Во второй раз войско центуриона уходило ни с чем. Удручённые лица легионеров освещал яркий, будто дневной, свет – монастырь Святого Павла пламенел, и уже ни одна душа не смогла бы потушить его, как и нежные кусты роз, в которых утопал Дом Божий. От них остался лишь чёрный пепел.
***
– Не разрешай себе упасть в бездну, имя которой Отчаяние, – Гаяния увидела в глазах Рипсимии одинокую печаль. – Слишком уж много времени человек тратит на боль, уныние, тоску вместо того, чтобы просто жить. Но я знаю, что тебя тяготит, дитя моё.
– Дорога и волнение, матушка. Что с нами будет дальше?
– Одному Богу известно, что будет дальше. Нет большей радости просыпаться по утрам, открывая глаза, знать, что ты – живой, что Господь сегодня даровал тебе ещё один день, в котором ты можешь что-то сделать: доброе дело или не очень, но ты его сделаешь. А вечером отходишь ты ко сну и не знаешь, проснёшься ли завтра, застучит ли утром сердце в груди, увидят ли глаза рассвет. Богу неважно, с каким вопросом или мыслью ты засыпаешь или просыпаешься – ему важно то, что ты сделал или не сделал сегодня, а что не успел, но очень хотел – сделаешь завтра. Он даст тебе такую возможность, если посчитает нужным, Он не заберёт тебя просто так. Ты задаёшься вопросом, дитя моё: «Что будет дальше?» А что будет дальше? Как ты можешь знать? Кто тебе скажет? Император гонится за тобой, и поэтому сегодня ты ушла из монастыря, – так довольствуйся этим! Довольствуйся тем, что сегодня ты прожила день – ты жива и мы живы, и под твоими ногами земля! Иисус даровал тебе возможность здесь и сейчас идти и говорить о Нём со мною! Господь дал тебе человека, который не просто сохранил нам жизнь – он помогает нам уйти от смерти. Не чудо ли это? Сегодня мы придём туда, куда ведут нас дороги Божьи.
– Матушка, то есть о завтрашнем дне думать вовсе не нужно?

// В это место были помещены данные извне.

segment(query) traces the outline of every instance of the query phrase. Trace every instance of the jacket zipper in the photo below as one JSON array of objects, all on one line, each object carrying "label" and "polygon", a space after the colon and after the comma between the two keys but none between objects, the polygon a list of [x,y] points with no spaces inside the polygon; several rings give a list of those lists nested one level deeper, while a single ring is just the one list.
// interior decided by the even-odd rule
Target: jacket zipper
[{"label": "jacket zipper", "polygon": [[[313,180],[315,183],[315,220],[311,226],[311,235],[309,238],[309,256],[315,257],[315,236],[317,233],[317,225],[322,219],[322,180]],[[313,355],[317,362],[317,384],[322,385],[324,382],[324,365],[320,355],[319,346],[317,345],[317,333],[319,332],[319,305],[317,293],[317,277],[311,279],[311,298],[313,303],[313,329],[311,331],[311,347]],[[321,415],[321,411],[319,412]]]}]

– Нужно, дитя моё. О завтрашнем дне думай завтра, когда наутро жизнь забьётся в твоей груди, а сегодня – благодари Бога за его милосердие и покорно жди. Ты слышишь, ты видишь, ты ощущаешь этот мир – что тебе ещё нужно для большего счастья? Знать, что будет завтра? Если Бог оставил тебя в живых сегодня, и, если ты откроешь глаза завтра, значит, у Него приготовлено для тебя задание, дитя моё. Знаешь, что говорит нам Книга Книг?
– Что, матушка?
– «Нельзя быть уверенным в завтрашнем дне и не стоит полагаться на завтра: и не заботьтесь о завтрашнем дне, ибо завтрашний сам будет заботиться о своём: довольно для каждого дня своей заботы». (Мф.6:34).
Рипсимия слушала. Голос игуменьи отгонял дурные мысли прочь, прибавлял веры, а запах моря, беззаботно витающий в воздухе, ласково щекотал лицо, возвращал к прежнему спокойствию, равновесию. Несомненно, море смывало все болезни, залечивало душевные раны, порой даже застарелые, и соединяло потерявшиеся души. Необъятное, синее, пенящееся, то тихое, как сон младенца, то лютое, как нрав тигра, оно звало подойти к берегу.
– Море укроет нас, – Лусиния подошла к берегу.
– Дарует нам покой, – произнесла Мания.
Девы подошли ближе. Море лизало ноги солоноватой водой. Рипсимия окунула руку в воду, она была такой прозрачной, что послушница увидела маленькую рыбку, промчавшуюся мимо её пальца.